In the case of a round of star shots, the dead reckoning referenced is between LOPs within this round. Because of the relatively short time between these LOPs, the DR accuracy is usually better than celestial LOP accuracy, particularly in slow moving vessels. This is an example where the traditional running fix (TRF) is, indeed, appropriate. And as the article said, we’re addressing the opposite case, where the DR accuracy is worse than the LOP accuracy.

As can be seen in the article’s Figure 3, the trouble with the TRF is that it assumes the DR track perpendicular to LOP1 is perfectly accurate, while the DR track parallel to LOP1 can have an unlimited error. This is never true, in fact, it’s nonsensical. This is equivalent to saying we had no idea whatsoever of the ship’s position along LOP1 when it was acquired — again, never true.

In contrast to the TRF, the EPRF assumes only that (1) DR2 is the best estimate of the ship’s position, given all the information used in the DR, and (2) that LOP2 is appreciably more accurate. Thus any such newly-acquired LOP must improve the DR position, even one parallel to LOP1, as shown in the nearby figure. To not use the information from these new LOPs would be nonsensical.

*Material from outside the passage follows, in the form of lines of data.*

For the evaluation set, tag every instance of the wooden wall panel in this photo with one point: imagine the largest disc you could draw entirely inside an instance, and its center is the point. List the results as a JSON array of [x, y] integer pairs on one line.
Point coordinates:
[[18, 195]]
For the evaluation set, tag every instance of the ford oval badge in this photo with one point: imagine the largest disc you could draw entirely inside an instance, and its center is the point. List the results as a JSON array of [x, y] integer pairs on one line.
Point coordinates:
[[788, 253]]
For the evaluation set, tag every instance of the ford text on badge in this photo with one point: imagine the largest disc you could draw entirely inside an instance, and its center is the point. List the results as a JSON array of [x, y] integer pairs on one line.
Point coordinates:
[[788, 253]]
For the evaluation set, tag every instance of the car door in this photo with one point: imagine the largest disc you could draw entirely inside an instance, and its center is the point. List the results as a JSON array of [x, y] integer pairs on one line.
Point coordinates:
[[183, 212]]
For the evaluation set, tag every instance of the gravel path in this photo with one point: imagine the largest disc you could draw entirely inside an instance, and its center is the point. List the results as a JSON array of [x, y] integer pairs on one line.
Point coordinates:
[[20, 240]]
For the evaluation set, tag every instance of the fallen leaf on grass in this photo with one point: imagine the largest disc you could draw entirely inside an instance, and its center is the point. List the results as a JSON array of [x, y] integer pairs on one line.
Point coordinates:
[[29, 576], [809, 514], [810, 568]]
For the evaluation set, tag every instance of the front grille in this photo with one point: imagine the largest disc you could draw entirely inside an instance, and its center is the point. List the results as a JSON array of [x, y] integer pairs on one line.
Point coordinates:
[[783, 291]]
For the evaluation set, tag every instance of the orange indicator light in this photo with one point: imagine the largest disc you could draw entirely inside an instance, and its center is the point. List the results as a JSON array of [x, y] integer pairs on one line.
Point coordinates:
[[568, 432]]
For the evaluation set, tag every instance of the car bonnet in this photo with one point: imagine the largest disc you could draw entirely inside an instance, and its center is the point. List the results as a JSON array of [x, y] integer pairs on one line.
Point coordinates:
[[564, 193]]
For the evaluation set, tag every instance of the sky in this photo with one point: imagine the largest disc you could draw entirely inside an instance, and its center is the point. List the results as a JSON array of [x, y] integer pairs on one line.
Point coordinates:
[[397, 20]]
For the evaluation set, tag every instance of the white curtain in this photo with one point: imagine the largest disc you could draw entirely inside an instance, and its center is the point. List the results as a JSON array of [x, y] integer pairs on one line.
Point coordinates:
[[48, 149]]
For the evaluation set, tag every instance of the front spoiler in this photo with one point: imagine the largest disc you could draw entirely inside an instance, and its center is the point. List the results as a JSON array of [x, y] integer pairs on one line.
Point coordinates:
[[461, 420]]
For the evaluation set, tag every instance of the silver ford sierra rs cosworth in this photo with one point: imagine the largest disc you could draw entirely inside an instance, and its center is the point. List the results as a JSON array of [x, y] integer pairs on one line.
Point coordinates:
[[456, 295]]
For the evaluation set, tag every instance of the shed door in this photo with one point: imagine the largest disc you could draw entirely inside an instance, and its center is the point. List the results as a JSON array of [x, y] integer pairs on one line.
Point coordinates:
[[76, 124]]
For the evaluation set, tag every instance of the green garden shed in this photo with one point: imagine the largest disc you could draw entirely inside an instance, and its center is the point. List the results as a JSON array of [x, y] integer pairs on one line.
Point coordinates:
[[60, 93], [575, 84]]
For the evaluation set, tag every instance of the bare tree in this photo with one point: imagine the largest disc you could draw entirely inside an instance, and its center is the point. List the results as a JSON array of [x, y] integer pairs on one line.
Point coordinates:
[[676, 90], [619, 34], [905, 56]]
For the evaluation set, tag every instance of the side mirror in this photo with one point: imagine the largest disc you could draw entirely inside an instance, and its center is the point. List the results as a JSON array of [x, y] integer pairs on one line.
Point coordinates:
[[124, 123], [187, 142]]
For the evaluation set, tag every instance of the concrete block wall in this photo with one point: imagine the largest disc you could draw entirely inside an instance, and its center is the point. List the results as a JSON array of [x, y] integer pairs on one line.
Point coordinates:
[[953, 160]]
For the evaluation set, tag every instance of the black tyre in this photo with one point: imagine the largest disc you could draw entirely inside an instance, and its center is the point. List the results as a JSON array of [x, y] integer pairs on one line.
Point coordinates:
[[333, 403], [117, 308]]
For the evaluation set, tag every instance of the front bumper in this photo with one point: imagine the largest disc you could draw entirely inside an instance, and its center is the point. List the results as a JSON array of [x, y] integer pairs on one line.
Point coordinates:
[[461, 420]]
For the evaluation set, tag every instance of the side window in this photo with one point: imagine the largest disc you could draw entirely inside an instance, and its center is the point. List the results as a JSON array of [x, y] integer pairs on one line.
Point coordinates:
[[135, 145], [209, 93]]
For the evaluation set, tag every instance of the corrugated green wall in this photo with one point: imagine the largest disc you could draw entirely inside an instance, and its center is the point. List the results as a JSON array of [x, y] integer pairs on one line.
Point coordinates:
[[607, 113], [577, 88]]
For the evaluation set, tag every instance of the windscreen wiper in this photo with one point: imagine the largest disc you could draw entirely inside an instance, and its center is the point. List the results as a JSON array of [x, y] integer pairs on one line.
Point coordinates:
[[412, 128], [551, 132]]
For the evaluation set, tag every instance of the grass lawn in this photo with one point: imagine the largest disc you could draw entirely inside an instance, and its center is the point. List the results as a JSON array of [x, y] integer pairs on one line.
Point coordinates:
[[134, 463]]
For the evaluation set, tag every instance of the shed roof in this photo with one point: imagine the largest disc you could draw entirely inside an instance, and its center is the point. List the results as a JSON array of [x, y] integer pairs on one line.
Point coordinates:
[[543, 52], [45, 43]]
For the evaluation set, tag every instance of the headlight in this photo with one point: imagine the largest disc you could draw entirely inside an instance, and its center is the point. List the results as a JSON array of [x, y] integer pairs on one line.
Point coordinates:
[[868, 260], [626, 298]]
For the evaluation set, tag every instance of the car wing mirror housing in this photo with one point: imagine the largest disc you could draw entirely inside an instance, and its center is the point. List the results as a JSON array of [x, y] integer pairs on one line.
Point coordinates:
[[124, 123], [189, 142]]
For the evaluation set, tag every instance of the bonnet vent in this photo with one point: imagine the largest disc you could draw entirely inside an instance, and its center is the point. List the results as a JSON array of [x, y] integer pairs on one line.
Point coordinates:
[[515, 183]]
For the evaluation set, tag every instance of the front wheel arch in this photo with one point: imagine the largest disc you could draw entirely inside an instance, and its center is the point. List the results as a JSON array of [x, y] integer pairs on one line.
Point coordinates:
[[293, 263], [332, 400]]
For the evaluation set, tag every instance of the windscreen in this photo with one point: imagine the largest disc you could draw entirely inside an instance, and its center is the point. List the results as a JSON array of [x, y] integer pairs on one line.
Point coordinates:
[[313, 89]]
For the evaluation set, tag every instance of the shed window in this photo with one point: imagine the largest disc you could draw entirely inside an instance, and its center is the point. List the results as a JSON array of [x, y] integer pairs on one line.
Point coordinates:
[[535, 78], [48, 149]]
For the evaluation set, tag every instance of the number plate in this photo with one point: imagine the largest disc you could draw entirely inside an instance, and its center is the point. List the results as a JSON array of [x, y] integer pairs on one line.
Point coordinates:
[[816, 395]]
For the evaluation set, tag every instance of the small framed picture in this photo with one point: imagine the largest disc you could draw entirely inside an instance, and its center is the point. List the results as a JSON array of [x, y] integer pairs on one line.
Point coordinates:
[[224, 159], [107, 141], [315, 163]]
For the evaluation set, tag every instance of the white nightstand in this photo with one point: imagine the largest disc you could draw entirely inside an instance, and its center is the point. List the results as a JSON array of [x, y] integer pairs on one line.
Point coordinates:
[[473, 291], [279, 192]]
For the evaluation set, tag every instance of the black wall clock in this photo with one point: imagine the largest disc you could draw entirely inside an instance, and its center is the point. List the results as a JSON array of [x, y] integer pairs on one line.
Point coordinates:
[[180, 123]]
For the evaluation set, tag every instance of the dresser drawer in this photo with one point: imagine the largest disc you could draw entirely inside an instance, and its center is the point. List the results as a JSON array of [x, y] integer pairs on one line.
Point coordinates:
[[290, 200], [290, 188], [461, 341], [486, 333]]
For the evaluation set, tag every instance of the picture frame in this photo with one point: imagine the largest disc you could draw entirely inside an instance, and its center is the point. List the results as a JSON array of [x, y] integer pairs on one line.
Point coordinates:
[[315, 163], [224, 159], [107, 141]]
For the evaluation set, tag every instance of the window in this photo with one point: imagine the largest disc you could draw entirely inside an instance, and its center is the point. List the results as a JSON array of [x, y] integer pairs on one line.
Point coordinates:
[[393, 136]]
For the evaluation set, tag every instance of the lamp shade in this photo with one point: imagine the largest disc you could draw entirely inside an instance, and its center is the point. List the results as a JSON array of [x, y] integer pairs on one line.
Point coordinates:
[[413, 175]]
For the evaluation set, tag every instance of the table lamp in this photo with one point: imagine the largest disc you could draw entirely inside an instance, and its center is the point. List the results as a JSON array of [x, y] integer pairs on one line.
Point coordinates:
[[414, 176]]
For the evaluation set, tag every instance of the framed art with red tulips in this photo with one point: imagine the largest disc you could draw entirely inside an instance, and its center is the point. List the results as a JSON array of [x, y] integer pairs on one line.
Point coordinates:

In the old days when longitude was determined solely by dead reckoning, noon sun shots taken on successive days determined the latitude. Then just before a noon shot, the ship’s current position was the previous day’s noon position updated by DR. This current DR position was then improved to an EP by the addition of a new east-west sun line. In plotting terms, this is drawing a line from the current DR position perpendicular to the new sun LOP — that’s an EPRF that even the old man accepted.